There is a well-known psychological experiment called the game of killers, which illustrates how suspicion alone can terminally divide any otherwise normal group of people. Economist László Bogár uses the “game of killers” analogy to highlight the division of Hungarian society.

The fairly large group of people that make up Hungarian society has been playing this murderous “game of killers” for quite some time. And although [famous Hungarian poet] Endre Ady was already praying in 1915 for “Don’t play the murderous, killing / Cruel comedy,” our murderous games seem to push us down an increasingly destructive slope.

The thing media science calls political communication, that is, the speech space where political actors should help the whole of Hungarian society to successfully narrate their current situation and then discuss their current affairs, is today the scene of murderous tempers leading nowhere. And now the moniker “killer” is no longer an abstract metaphor, but also became reality when an opposition politician accused the government of mass murder, claiming that the government was at fault for all those who died due to the coronavirus epidemic.

So, verbal violence has reached a new level, and now politicians are no longer just accusing each other of stealing, cheating, lying, or corruption. The new accusation is one of a parasitic mortal enemy, so the stakes of elections are literally life or death. There have been two similar occasions in the history of the past more than 200 years: one was the Jacobin terror in the late 18th century and then the Bolshevik terror in the early 20th century.

Both started with seemingly harmless verbal aggression, and then the rapid radicalization of verbal aggression, but it soon became clear that the murderous power of words could turn into physical murder at an astonishing rate once it reached a critical point.

“If words could kill,” says the characteristic turn of the Hungarian language, and it is undoubtedly a fact that words cannot kill directly, but since words have an actualizing power, the seemingly harmless verbal aggression can become a bloody mass murder in a surprisingly short time.

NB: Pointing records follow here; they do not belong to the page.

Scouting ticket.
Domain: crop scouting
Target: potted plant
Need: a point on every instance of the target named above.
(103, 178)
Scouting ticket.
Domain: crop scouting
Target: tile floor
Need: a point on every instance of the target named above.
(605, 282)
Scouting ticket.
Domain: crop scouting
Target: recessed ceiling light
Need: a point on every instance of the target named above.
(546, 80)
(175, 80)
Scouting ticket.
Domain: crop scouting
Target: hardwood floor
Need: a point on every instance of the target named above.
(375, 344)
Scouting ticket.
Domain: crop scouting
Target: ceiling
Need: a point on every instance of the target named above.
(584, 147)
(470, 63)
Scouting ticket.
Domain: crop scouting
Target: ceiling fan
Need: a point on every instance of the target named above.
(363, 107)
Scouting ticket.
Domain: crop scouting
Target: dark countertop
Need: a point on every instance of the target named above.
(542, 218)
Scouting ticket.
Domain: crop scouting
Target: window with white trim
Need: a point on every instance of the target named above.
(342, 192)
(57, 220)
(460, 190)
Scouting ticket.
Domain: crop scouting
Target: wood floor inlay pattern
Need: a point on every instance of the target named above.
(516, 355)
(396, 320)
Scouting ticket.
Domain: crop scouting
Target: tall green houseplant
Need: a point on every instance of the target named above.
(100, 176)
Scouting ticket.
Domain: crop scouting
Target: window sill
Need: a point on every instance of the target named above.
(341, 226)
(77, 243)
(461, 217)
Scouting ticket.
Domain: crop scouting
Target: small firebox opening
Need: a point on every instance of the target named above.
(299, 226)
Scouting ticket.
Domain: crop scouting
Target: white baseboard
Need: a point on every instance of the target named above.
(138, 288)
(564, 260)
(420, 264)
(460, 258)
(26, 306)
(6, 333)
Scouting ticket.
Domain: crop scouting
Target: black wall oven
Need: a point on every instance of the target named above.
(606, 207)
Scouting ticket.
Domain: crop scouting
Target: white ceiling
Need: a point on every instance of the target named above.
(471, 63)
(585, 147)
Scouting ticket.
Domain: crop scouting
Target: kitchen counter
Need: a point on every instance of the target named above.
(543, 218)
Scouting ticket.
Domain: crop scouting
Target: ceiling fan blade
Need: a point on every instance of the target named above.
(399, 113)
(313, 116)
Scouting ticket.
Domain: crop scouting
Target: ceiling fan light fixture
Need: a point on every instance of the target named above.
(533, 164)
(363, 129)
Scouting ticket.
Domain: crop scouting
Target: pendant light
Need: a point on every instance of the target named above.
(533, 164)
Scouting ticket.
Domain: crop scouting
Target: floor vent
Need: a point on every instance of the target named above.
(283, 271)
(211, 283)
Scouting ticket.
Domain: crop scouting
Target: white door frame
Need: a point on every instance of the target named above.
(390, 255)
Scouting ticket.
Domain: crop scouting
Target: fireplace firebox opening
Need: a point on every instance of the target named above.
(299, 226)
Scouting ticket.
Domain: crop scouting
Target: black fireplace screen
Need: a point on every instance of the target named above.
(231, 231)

Whoever does not learn from his own history is doomed by the gods to have these dramas repeated with them until they learn everything that needs learning, and Hungarian society seems to be learning quite quickly. But can we even formulate what and how Hungarian society should learn? Today, the most direct and as yet insurmountable obstacle to this learning process is the divided speech space itself. It is not simply the fact that the pro-government and opposition sides do not agree on fundamental issues — while that is a great drama in itself, but perhaps it could be bridged. No, the basic causes of the ominous situation reach deeper strata, as the two opposing parts of Hungarian society live in opposing realities. There is no passage between the two opposing beams of narratives that tell the reality, so it seems perfectly impossible to insert any “translation language” either. Fact, truth, reality, as the cornerstones of human cognition, lie in ruins today, and there is no chance of rebuilding them.

It is now almost certain that Hungarian society will drift into next year’s elections in such a way that this unstoppably deepening verbal civil war will bring with it a vortex of negative intellectual energy that will make it impossible for us to make correct judgements and come to the right decisions. Of course, Hungary is not an island unto itself, because the basic patterns of vortices in Europe and the entire global system of power are reflected in this growing turmoil.

The whole of humanity, including Europe and Hungary, should address deep existential questions and, if possible, give well-thought-out and coordinated answers. That already seems inconceivably difficult, even if there were full consensus.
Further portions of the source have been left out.